June 30, 2006

A song left in the jungle

Mother Nature’s been taking the U.S. on a wild ride lately. Drought and wildfire in the Southwest and flooding rain here in the Northeast. The kids are out of school now, and they’ve commandeered the computer in my office, so I’ve set up my laptop in the kitchen, which has two glass doors and a large arched window. I write a little, but mostly I stare out at the rain. It’s become a permanence, a fixture. The rare sunny day feels odd, unfamiliar, something you vaguely remember but need time to get to know again.

I sit and type and watch the sheets of water fall beyond the kitchen door. Sometimes the sheets are faint, gray, quick cascades of small, staccato drops. Sometimes they're denser, whiter walls of fat water. These make an eerie but pleasingly fulsome sound as they wrap around the house and build to a thick, wet crescendo.

The kind of crescendo we listened to from the thatch-roofed verandah and open-sided gathering room of our jungle camp on Peru’s Momon River, an Amazon tributary. We’d made it back from a late afternoon nature walk seconds before a pregnant beige sky let loose a rain so heavy it made the brown Momon boil and the piranha jump and flip and the hammocks strung on the verandah twirl and spin into gnarled knots.

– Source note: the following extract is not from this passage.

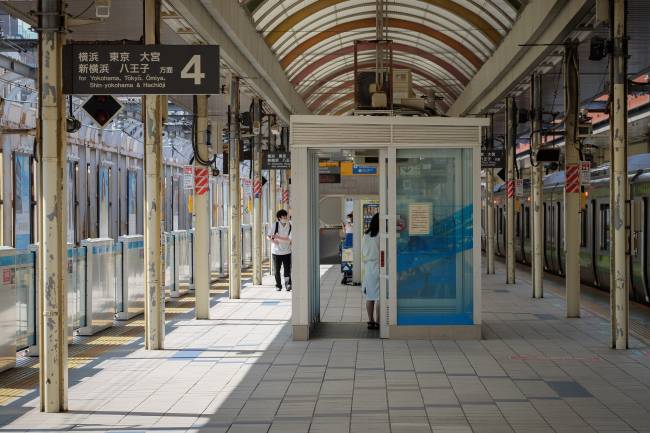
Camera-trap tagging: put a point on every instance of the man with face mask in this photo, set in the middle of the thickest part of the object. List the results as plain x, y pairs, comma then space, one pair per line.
280, 236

We watched the rain for hours. In the jungle, you make your entertainment, or you take it from the nature around you. The whipping, deafening skywater kept us rapt.

With rain still falling at dinnertime, we gathered around the long, wooden communal dining table and shared a pot of monkey stew. Afterward, the camp’s full complement – a group of some dozen tourists, guides and camp staff – stayed gathered on the verandah. We shared stories over bottles of local beer.

One of the cooks had a guitar, and he sang a few gentle Peruvian ballads. Then he asked, “Can anyone sing an American song?” I took the guitar and played “Leaving on a Jet Plane.”

Before I finished singing, the cook left the room. He returned with an old cassette tape recorder. “Please,” he said. “Please play again. We would like to keep your song here.” I reprised, and after I strummed the final chord, the cook rewound the tape and played a bit of it to make sure he’d captured the music. He then clicked the machine off and held it to him like a treasured thing.

Sometimes, when the rain falls heavy, I think of that wet, wonderful night and marvel that I left a song in a faraway jungle. That my voice might still be heard from time to time above the swooshes and rushes of the brown Momon is an honor. A treasured thing.